Its imposing headquarters in Vienna and the refined (if somewhat oily) manners of its delegates are at odds with the corrupt, violent, repressive and often plain crazy political environment that is the norm for most of its member states.

And now the world watches as this highly effective but oddly dysfunctional gang deals with the elephant in the room.

The elephant, of course, is Iraq and the fistful of deals it has finalized over the last few months with some of the world’s largest oil companies.

Iraq anticipates that these deals will boost output over the next seven years from the current level of 2.4 million barrels per day (bpd) to something between 10 million or 12 million bpd. Along the way, Iraq would zoom past its meddlesome neighbor and rival Iran as the No. 2 producer in OPEC (4.1 million bpd) and eventually challenge the Saudis, currently producing about 10 million bpd, for the No. 1 spot.

If all of that happens — a very big “if” given the uncertain state of affairs in Iraq — it would not only upend the pecking order in OPEC, it also would cast the region’s geopolitical balance in an entirely new light.

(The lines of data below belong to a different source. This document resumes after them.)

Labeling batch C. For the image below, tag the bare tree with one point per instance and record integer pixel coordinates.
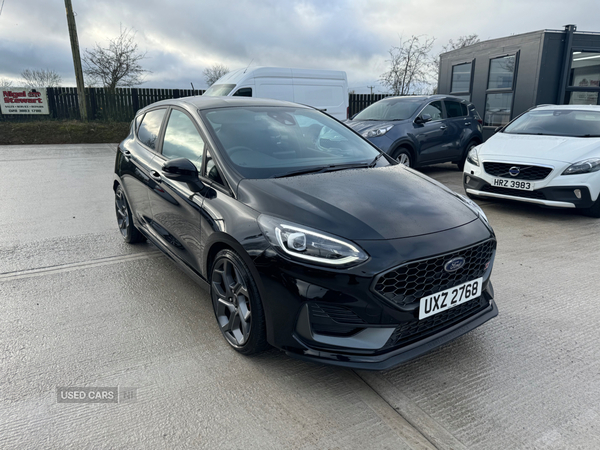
(462, 41)
(213, 73)
(410, 66)
(115, 65)
(5, 83)
(38, 78)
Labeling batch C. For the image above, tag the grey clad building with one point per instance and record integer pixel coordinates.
(505, 77)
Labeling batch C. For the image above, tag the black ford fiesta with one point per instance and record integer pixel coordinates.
(308, 237)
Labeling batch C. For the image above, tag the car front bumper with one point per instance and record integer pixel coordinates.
(340, 317)
(549, 196)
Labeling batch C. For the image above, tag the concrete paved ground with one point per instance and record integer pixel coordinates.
(80, 308)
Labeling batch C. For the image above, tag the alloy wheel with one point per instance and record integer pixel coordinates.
(404, 158)
(232, 302)
(122, 212)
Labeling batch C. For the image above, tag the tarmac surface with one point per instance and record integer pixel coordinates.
(80, 308)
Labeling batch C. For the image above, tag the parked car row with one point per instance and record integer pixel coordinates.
(548, 156)
(308, 237)
(421, 130)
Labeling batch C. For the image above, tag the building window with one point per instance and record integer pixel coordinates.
(497, 109)
(461, 80)
(499, 98)
(584, 79)
(502, 73)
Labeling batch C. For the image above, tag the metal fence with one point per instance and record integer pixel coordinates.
(121, 104)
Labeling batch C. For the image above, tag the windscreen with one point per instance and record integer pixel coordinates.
(219, 90)
(263, 142)
(392, 109)
(557, 122)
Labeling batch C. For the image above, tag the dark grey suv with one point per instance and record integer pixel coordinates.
(421, 130)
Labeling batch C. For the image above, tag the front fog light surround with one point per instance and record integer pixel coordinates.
(310, 245)
(377, 131)
(473, 157)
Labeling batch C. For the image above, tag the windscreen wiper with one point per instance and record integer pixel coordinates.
(322, 169)
(374, 162)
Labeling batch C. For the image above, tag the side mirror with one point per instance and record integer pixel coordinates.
(423, 118)
(180, 169)
(183, 170)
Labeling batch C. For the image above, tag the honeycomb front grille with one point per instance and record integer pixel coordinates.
(526, 172)
(410, 282)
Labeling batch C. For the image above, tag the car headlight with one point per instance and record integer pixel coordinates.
(585, 166)
(473, 157)
(377, 131)
(310, 245)
(474, 207)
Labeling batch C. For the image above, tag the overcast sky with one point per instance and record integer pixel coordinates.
(182, 37)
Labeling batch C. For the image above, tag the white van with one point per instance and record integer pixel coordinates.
(326, 90)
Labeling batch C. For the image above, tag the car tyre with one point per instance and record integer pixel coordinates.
(130, 233)
(237, 304)
(594, 210)
(403, 156)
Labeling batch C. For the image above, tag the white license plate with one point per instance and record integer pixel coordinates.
(513, 184)
(444, 300)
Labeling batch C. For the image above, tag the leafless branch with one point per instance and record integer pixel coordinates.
(115, 65)
(213, 73)
(410, 66)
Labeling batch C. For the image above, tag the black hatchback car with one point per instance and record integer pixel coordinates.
(308, 237)
(421, 130)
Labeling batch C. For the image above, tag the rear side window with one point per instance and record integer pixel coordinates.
(455, 109)
(150, 128)
(243, 92)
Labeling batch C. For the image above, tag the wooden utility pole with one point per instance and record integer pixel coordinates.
(76, 60)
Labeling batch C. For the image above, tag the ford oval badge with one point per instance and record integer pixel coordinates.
(454, 264)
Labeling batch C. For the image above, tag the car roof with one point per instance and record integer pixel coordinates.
(570, 107)
(201, 102)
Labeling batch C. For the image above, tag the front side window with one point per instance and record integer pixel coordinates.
(263, 142)
(182, 139)
(150, 128)
(390, 109)
(557, 122)
(434, 109)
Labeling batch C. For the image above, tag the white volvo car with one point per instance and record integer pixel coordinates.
(549, 156)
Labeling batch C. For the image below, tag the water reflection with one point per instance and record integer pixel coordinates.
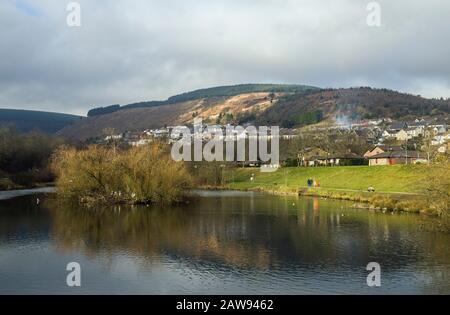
(274, 244)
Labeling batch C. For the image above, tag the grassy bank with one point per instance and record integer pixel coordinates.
(398, 188)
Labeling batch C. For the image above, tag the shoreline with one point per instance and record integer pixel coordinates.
(374, 201)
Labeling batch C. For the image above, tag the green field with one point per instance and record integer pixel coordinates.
(399, 179)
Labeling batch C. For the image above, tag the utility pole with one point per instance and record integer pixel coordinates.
(406, 150)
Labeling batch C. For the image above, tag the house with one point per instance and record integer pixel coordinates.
(398, 157)
(334, 160)
(402, 135)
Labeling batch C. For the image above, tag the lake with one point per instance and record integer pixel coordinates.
(221, 243)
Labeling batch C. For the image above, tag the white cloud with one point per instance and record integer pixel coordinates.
(129, 51)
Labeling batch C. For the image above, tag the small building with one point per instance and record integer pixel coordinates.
(381, 149)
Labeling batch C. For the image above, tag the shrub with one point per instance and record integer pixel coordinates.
(138, 175)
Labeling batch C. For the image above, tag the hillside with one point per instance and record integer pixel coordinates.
(284, 108)
(27, 120)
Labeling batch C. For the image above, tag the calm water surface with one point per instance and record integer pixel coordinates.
(223, 243)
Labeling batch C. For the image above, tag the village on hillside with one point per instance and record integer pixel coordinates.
(381, 142)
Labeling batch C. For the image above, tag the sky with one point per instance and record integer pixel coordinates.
(131, 51)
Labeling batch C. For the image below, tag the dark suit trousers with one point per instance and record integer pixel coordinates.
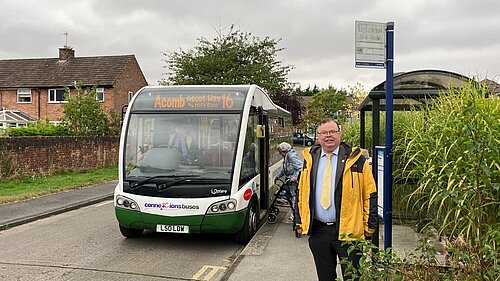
(325, 247)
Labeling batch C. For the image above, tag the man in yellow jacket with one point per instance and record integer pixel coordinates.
(337, 200)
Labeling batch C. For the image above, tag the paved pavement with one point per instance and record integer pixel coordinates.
(274, 252)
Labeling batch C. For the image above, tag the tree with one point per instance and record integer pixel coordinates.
(83, 114)
(290, 100)
(328, 103)
(233, 58)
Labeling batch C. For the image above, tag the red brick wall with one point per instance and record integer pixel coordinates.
(28, 156)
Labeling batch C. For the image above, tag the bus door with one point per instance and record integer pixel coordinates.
(264, 160)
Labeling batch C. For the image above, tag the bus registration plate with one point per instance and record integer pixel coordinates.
(172, 228)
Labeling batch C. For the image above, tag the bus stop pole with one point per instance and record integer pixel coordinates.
(388, 135)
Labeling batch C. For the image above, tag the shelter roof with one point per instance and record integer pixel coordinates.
(412, 88)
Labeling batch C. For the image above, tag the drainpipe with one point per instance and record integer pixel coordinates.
(39, 108)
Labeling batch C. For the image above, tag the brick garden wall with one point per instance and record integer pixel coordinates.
(29, 156)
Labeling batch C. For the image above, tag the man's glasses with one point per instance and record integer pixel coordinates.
(327, 133)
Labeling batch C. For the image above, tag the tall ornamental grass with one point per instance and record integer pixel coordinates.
(454, 151)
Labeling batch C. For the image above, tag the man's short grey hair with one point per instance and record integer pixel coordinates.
(284, 146)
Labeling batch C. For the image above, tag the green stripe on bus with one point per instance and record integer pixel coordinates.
(213, 223)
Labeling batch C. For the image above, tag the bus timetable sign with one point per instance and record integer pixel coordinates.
(370, 44)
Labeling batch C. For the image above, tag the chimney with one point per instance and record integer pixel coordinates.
(66, 53)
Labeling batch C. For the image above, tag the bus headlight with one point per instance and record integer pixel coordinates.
(126, 203)
(222, 207)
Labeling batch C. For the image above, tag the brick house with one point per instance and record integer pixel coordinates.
(36, 86)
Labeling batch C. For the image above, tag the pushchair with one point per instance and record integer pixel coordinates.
(273, 211)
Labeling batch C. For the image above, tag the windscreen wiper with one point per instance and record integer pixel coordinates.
(136, 184)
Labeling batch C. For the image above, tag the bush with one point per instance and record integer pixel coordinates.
(41, 128)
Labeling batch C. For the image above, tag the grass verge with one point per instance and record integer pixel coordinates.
(26, 188)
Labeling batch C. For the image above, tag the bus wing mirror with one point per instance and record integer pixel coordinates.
(261, 133)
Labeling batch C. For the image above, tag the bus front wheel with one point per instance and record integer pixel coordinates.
(249, 227)
(131, 232)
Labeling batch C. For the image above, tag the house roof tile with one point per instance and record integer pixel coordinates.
(53, 72)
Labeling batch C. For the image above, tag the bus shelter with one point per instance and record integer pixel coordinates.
(411, 89)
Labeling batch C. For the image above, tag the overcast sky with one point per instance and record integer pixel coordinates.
(318, 36)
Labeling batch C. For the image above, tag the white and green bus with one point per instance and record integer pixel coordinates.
(220, 180)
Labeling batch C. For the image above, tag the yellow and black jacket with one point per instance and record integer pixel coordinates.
(355, 192)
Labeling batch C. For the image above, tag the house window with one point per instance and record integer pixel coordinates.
(56, 95)
(24, 96)
(99, 94)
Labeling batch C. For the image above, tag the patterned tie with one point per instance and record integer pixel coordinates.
(326, 185)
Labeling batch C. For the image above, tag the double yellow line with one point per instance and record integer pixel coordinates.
(207, 272)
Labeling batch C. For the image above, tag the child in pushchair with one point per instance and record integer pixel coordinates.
(289, 191)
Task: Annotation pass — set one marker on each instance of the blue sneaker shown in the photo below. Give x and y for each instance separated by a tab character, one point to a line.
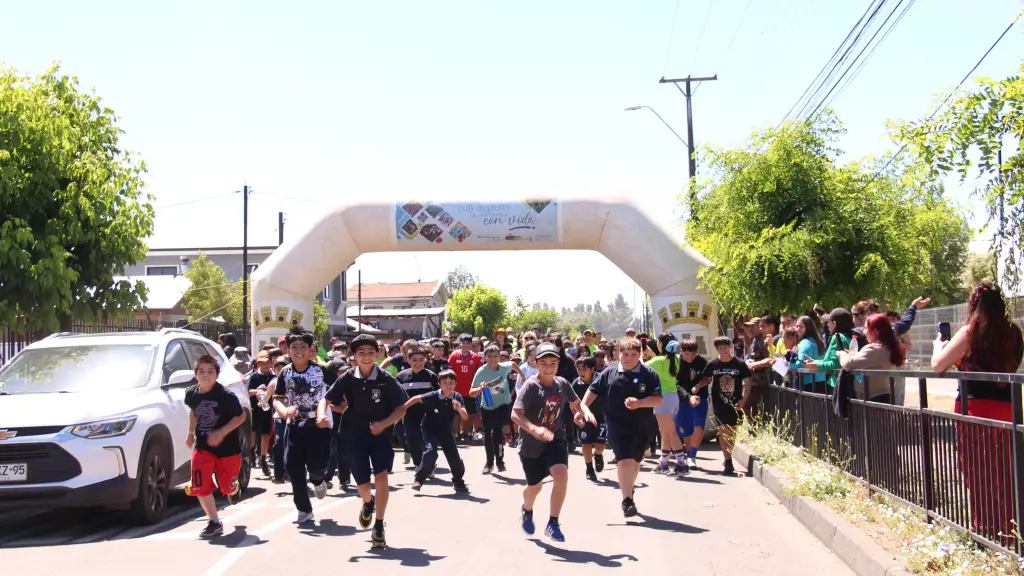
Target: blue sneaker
554	531
526	521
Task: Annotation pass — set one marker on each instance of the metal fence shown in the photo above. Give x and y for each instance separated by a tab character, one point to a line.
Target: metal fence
960	469
12	339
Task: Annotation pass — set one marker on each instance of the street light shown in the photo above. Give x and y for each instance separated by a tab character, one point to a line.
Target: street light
654	112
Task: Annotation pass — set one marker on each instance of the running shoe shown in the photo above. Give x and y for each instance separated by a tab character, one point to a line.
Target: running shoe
629	508
212	530
367	512
526	521
377	538
321	490
554	531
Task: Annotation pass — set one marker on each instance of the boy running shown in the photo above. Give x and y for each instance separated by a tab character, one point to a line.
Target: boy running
373	401
728	377
439	408
308	442
592	437
631	392
416	380
491	381
544	451
214	413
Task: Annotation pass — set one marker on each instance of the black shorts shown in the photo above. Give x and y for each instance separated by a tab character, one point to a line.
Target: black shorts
368	454
725	413
262	421
555	452
594	435
630	443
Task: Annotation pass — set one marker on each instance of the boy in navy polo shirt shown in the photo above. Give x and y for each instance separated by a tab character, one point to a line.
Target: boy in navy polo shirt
439	408
373	401
592	437
631	392
539	411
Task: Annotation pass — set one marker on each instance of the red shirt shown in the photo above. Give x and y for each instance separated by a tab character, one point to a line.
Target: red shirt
465	368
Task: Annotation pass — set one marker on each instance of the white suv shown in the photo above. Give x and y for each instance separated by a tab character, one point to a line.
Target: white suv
100	419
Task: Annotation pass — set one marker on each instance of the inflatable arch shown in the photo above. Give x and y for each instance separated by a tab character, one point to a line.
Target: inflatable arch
649	253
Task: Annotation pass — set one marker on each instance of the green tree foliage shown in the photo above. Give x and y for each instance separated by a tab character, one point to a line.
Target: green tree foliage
73	206
211	294
787	225
476	310
459	278
967	138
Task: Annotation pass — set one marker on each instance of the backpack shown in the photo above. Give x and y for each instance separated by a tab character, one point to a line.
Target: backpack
844	387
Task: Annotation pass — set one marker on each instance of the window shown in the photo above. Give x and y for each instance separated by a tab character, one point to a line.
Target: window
161	271
174	360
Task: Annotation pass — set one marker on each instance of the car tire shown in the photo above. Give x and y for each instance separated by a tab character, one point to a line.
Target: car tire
154	481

“Iraq is a problem for everybody,” said Giacomo Luciani, an oil industry scholar with the Dubai-based Gulf Research Center. “But at the moment, this is all very speculative. We don’t know what demand will be in five years, 10 years, and we don’t know to what extent Iraqi production will increase.”

For its part, Iraq has been sending very mixed signals. On the one hand, there is all the talk of quadrupling production in seven years; but in March, ahead of OPEC’s most recent gathering in Vienna, Iraq’s Oil Minister Hussain Shahristani said Baghdad would be willing to discuss production quotas with its OPEC brethren once its own production hit the 4 million bpd level.

One of OPEC’s founding members, Iraq has been excused from the organization’s quota regime for many years. That’s because it has yet to recover from the sharp drop in production that followed the Iraq-Iran War and continued through two more wars and a decade of sanctions.

Historically, OPEC has set quotas for Iraq and Iran at approximately the same level — this based on their proven reserves. But Iraq now believes it should be treated as an equal to Saudi Arabia.